Pocono Regional Police Chief Chris Wagner, right, and Monroe County Assistant District Attorney Michael Rakaczewski discuss charges in the case of Chun Hsien Deng. Photo: AP Images.

The fraternity Pi Delta Psi has been banned in the state of Pennsylvania for the next decade, after a Baruch College freshman died following a brutal hazing ritual.

NBC News explains that in November, the national Asian-American fraternity Pi Delta Psi Inc. was convicted of aggravated assault and involuntary manslaughter in the death of a 18-year old Chun Hsien Deng. (Four individual members of the Baruch chapter pled guilty to voluntary manslaughter and hindering apprehension in May.) The New York Times recounts:

The student, Chun Hsien Deng, had traveled in December 2013 from New York City to a rental house in the Poconos where he was supposed to finish the pledging process for Pi Delta Psi, an Asian-American fraternity. Early on a frigid morning, Mr. Deng—blindfolded and wearing a backpack weighted with sand — was tackled and pushed around by fraternity members before he fell unconscious, the authorities said. He never regained consciousness and was pronounced dead the next day.

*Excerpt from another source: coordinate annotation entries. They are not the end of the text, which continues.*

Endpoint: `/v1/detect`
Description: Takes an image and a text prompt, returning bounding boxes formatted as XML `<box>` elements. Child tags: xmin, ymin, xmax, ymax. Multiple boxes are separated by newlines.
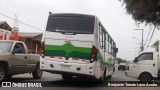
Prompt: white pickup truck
<box><xmin>0</xmin><ymin>40</ymin><xmax>42</xmax><ymax>82</ymax></box>
<box><xmin>125</xmin><ymin>48</ymin><xmax>160</xmax><ymax>83</ymax></box>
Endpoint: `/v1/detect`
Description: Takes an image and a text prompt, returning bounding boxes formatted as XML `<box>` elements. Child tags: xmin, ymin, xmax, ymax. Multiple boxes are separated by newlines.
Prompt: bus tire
<box><xmin>0</xmin><ymin>65</ymin><xmax>6</xmax><ymax>82</ymax></box>
<box><xmin>32</xmin><ymin>64</ymin><xmax>43</xmax><ymax>79</ymax></box>
<box><xmin>139</xmin><ymin>72</ymin><xmax>153</xmax><ymax>83</ymax></box>
<box><xmin>107</xmin><ymin>75</ymin><xmax>112</xmax><ymax>79</ymax></box>
<box><xmin>62</xmin><ymin>74</ymin><xmax>73</xmax><ymax>80</ymax></box>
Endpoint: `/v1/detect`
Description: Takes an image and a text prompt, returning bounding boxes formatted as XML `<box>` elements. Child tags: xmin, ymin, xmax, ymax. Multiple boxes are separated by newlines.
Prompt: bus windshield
<box><xmin>0</xmin><ymin>41</ymin><xmax>13</xmax><ymax>52</ymax></box>
<box><xmin>47</xmin><ymin>17</ymin><xmax>94</xmax><ymax>34</ymax></box>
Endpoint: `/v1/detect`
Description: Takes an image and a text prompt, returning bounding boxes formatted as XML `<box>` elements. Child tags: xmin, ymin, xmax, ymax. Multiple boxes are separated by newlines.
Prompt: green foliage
<box><xmin>120</xmin><ymin>0</ymin><xmax>160</xmax><ymax>26</ymax></box>
<box><xmin>117</xmin><ymin>58</ymin><xmax>127</xmax><ymax>63</ymax></box>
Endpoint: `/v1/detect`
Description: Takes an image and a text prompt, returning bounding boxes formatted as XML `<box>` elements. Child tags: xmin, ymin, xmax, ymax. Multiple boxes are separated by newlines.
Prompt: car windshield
<box><xmin>0</xmin><ymin>41</ymin><xmax>13</xmax><ymax>52</ymax></box>
<box><xmin>47</xmin><ymin>17</ymin><xmax>94</xmax><ymax>34</ymax></box>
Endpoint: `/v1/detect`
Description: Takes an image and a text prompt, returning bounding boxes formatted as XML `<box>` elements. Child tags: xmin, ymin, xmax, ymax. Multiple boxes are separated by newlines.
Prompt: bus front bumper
<box><xmin>40</xmin><ymin>60</ymin><xmax>95</xmax><ymax>76</ymax></box>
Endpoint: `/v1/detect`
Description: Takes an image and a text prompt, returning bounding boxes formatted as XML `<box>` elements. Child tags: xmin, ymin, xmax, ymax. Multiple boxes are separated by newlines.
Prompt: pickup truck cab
<box><xmin>0</xmin><ymin>40</ymin><xmax>42</xmax><ymax>82</ymax></box>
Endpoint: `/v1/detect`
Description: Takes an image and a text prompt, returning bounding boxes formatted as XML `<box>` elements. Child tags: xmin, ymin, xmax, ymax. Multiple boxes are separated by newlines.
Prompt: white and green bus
<box><xmin>40</xmin><ymin>13</ymin><xmax>118</xmax><ymax>81</ymax></box>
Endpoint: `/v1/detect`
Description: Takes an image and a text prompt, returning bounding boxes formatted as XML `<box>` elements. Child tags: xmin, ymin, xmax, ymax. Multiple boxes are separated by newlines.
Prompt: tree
<box><xmin>117</xmin><ymin>58</ymin><xmax>127</xmax><ymax>63</ymax></box>
<box><xmin>152</xmin><ymin>40</ymin><xmax>159</xmax><ymax>52</ymax></box>
<box><xmin>120</xmin><ymin>0</ymin><xmax>160</xmax><ymax>26</ymax></box>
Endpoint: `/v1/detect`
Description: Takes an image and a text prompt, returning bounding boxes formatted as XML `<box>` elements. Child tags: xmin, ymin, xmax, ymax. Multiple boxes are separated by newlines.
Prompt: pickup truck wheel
<box><xmin>6</xmin><ymin>74</ymin><xmax>13</xmax><ymax>79</ymax></box>
<box><xmin>62</xmin><ymin>74</ymin><xmax>73</xmax><ymax>80</ymax></box>
<box><xmin>32</xmin><ymin>64</ymin><xmax>43</xmax><ymax>79</ymax></box>
<box><xmin>0</xmin><ymin>66</ymin><xmax>6</xmax><ymax>82</ymax></box>
<box><xmin>140</xmin><ymin>73</ymin><xmax>152</xmax><ymax>83</ymax></box>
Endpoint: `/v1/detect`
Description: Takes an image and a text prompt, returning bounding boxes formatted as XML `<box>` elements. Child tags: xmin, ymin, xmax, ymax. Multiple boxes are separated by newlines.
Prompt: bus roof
<box><xmin>49</xmin><ymin>13</ymin><xmax>95</xmax><ymax>18</ymax></box>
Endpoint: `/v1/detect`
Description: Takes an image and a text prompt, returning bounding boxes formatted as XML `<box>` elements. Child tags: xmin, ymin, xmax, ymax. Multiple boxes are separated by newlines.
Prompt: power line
<box><xmin>0</xmin><ymin>13</ymin><xmax>44</xmax><ymax>31</ymax></box>
<box><xmin>147</xmin><ymin>26</ymin><xmax>156</xmax><ymax>47</ymax></box>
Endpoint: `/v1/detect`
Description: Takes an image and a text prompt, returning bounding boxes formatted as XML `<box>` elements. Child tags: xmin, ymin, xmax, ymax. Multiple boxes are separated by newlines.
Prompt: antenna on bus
<box><xmin>49</xmin><ymin>12</ymin><xmax>52</xmax><ymax>15</ymax></box>
<box><xmin>10</xmin><ymin>14</ymin><xmax>19</xmax><ymax>41</ymax></box>
<box><xmin>12</xmin><ymin>14</ymin><xmax>19</xmax><ymax>31</ymax></box>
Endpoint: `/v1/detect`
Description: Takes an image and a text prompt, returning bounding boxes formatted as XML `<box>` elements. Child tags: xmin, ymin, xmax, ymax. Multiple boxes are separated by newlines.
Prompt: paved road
<box><xmin>0</xmin><ymin>70</ymin><xmax>160</xmax><ymax>90</ymax></box>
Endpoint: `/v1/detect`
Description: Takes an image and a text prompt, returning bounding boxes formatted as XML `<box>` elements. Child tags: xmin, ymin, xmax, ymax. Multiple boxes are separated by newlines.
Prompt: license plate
<box><xmin>60</xmin><ymin>64</ymin><xmax>71</xmax><ymax>69</ymax></box>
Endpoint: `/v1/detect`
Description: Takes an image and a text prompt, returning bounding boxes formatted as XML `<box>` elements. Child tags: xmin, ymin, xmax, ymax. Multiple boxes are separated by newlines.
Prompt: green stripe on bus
<box><xmin>45</xmin><ymin>43</ymin><xmax>91</xmax><ymax>60</ymax></box>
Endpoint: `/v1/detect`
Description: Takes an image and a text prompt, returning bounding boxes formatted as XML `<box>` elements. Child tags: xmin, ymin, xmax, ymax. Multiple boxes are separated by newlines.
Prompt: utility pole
<box><xmin>134</xmin><ymin>29</ymin><xmax>144</xmax><ymax>52</ymax></box>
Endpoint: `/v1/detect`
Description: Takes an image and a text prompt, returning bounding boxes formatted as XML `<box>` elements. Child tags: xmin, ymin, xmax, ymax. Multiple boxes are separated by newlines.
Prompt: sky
<box><xmin>0</xmin><ymin>0</ymin><xmax>160</xmax><ymax>60</ymax></box>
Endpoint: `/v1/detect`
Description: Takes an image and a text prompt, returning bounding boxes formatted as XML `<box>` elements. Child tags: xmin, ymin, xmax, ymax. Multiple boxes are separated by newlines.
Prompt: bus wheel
<box><xmin>62</xmin><ymin>74</ymin><xmax>73</xmax><ymax>80</ymax></box>
<box><xmin>0</xmin><ymin>66</ymin><xmax>6</xmax><ymax>82</ymax></box>
<box><xmin>139</xmin><ymin>73</ymin><xmax>152</xmax><ymax>83</ymax></box>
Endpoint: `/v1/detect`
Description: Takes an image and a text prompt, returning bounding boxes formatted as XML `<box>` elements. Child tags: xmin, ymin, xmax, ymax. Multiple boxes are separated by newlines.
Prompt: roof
<box><xmin>18</xmin><ymin>32</ymin><xmax>42</xmax><ymax>37</ymax></box>
<box><xmin>50</xmin><ymin>13</ymin><xmax>95</xmax><ymax>18</ymax></box>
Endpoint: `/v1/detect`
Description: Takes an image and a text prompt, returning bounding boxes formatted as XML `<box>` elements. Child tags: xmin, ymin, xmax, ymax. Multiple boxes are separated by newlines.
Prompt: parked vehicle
<box><xmin>126</xmin><ymin>46</ymin><xmax>160</xmax><ymax>83</ymax></box>
<box><xmin>118</xmin><ymin>63</ymin><xmax>127</xmax><ymax>70</ymax></box>
<box><xmin>0</xmin><ymin>40</ymin><xmax>42</xmax><ymax>82</ymax></box>
<box><xmin>40</xmin><ymin>14</ymin><xmax>118</xmax><ymax>81</ymax></box>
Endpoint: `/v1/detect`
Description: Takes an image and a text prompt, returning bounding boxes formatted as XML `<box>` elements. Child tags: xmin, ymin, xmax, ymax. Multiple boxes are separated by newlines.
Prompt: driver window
<box><xmin>138</xmin><ymin>53</ymin><xmax>153</xmax><ymax>61</ymax></box>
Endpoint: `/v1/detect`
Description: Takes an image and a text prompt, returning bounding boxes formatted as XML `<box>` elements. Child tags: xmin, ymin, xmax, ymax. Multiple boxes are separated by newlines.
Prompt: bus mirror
<box><xmin>114</xmin><ymin>47</ymin><xmax>118</xmax><ymax>53</ymax></box>
<box><xmin>116</xmin><ymin>48</ymin><xmax>118</xmax><ymax>53</ymax></box>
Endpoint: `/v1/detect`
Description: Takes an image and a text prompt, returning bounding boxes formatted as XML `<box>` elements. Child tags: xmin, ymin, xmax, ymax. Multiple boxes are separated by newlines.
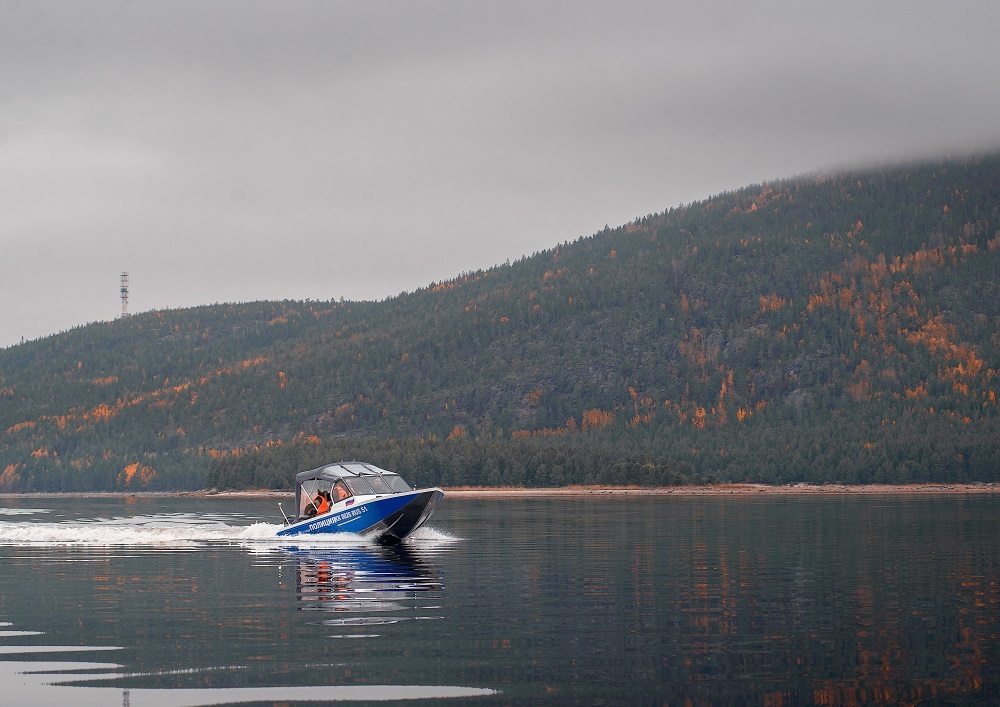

“This has proved to be the most troubling case to me in 19 years,” said Judge Margherita Patti-Worthington upon handing down the decision. She also hit the fraternity with the maximum fine allowed under law, which is $112,500. The national organization also has to inform “all colleges and universities across the country where it currently has or has ever had a chapter, associate chapter or colony, or where they plan to host or establish them” about the matter. The Times adds that the frat plans to appeal, claiming that the severity with which this chapter undertook the ritual was a “deviation and departure” from usual practice.

The move against the national organization is an uncommon strategy for combating hazing—and, according to Professor Hank Nuwer, who follows hazing cases: “I think it’s a strategy that may work.” It’s one that may look appealing to prosecutors looking for ways to fight hazing going forward.